An organisation that works to enhance people-to-people relationships across borders
Seventy years ago, India and Pakistan decided to part ways. Lines were drawn on land, water and even in the sky. They took different political turns. Their relations saw many ups and downs. There have been several instances of open conflicts. There have been instances where the relation had almost reached a dead end.
But beyond politics, beyond the control of minds, there are hearts which are still full of love and hope. Following every political clash, there were attempts by the civil society in both countries to rekindle the hopes. And each time, they managed to win hearts because they were only bringing out the hidden love and desire for peace which rests in every heart.

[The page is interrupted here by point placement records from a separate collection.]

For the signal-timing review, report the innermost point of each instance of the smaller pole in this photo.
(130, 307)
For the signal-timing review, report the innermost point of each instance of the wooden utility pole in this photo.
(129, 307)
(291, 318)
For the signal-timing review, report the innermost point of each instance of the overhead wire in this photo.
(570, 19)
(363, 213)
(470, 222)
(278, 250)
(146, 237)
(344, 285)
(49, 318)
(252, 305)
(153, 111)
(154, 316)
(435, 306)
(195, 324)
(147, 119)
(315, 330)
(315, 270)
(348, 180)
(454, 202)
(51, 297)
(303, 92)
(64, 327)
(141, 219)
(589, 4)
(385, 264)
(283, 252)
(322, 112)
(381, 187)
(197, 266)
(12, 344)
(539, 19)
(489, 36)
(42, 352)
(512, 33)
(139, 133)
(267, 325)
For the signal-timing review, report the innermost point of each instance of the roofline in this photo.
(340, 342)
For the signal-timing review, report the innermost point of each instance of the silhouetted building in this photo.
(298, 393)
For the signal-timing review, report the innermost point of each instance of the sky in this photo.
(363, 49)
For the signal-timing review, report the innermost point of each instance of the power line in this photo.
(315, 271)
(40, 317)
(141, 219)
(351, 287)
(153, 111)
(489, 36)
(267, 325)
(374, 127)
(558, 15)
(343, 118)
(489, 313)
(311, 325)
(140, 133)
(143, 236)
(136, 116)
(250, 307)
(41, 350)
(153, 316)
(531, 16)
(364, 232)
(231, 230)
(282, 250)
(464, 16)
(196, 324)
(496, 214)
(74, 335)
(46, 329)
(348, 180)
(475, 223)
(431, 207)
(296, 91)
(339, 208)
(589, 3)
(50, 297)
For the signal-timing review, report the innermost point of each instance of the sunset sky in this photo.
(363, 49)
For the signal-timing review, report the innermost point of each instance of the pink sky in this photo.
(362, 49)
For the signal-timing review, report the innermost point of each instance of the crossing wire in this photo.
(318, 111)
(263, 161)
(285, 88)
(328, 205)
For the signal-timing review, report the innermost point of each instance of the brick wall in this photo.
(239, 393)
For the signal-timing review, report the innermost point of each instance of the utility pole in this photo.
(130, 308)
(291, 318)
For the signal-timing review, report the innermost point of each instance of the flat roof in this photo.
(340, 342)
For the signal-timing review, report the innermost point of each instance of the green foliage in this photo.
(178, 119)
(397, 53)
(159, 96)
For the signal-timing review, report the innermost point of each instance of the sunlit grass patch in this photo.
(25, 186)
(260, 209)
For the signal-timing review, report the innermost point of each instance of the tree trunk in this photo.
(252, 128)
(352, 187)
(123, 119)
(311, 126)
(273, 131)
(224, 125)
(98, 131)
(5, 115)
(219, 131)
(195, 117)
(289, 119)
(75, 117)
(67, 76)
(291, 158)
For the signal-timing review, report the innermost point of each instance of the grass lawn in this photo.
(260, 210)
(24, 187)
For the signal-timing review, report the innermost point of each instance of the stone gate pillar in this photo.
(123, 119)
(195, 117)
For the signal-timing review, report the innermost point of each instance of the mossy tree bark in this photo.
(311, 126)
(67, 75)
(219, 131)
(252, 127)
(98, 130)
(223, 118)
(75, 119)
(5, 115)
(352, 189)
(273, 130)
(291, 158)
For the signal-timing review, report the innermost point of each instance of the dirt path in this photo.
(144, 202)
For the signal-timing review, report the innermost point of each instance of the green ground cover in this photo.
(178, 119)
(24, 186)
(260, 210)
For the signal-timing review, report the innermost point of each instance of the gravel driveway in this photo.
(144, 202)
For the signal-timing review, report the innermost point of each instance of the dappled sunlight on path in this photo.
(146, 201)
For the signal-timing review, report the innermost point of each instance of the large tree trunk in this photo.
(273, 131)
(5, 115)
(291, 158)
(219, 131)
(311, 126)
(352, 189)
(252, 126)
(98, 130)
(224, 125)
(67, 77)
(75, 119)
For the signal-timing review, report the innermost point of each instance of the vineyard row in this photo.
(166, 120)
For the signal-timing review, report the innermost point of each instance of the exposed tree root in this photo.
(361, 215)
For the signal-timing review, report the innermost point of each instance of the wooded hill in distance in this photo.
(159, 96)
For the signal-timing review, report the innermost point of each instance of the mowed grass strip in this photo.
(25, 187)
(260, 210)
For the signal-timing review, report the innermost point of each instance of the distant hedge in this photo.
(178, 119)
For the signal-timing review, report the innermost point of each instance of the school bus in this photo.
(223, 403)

An average Indian and a Pakistani have the same secret desire to cross the border, at least once. They want to see what people on the “other” side eat, how they talk, how they look and how they think. And if it is to be believed what those lucky people who have visited says, they will be highly ‘disappointed’ because it is just the same there. We share a common history, a common language, a common culture and even a common desire.
With a huge sense of pride, the third generation would narrate how their grandparents had crossed the borders. There is a “Lahore Driving School” in Delhi. People on both sides are consciously trying to preserve this fact of migration. The images of the past, the nostalgia are still being invoked, after 70 years, after all the political clashes and fluctuating relations.
It shows the common desire which is to build strong ties of friendship and brotherhood. India and Pakistan has even the same political, economic and social challenges to fight with. So why to keep the falsely constructed distance?
Let these barriers only be political (administrative) ones because socially and culturally there are no barriers. These barriers have been constructed and have to be demolished. The barriers of suspicion and hatred are also constructed and have to be demolished too. And these barriers cannot be removed by people with bodyguards or with guns. They can be removed by people who are faceless in crowds and voiceless in a chorus. They can be removed only by the so-called “common people” or the aaminsaan.
And that’s what Milaap (lit. Union, Amalgamation) seeks to do… to enhance people-to-people relations. It seeks to become the medium to discover and recognise the misrepresented reality on the other side of the border.
Milaap was started in 2017 by Saru Rana (co-founder, The Dark Campaign @Shamshir), became a joint initiative of Shamshir and Mushaira Council of Australia. Mr Shammi Jallandhari and Mr Sami Basharat, are also now working collaboratively aim to join individuals and like-minded organisations in this mission.
Together they intent to create a new chapter of peace and friendship.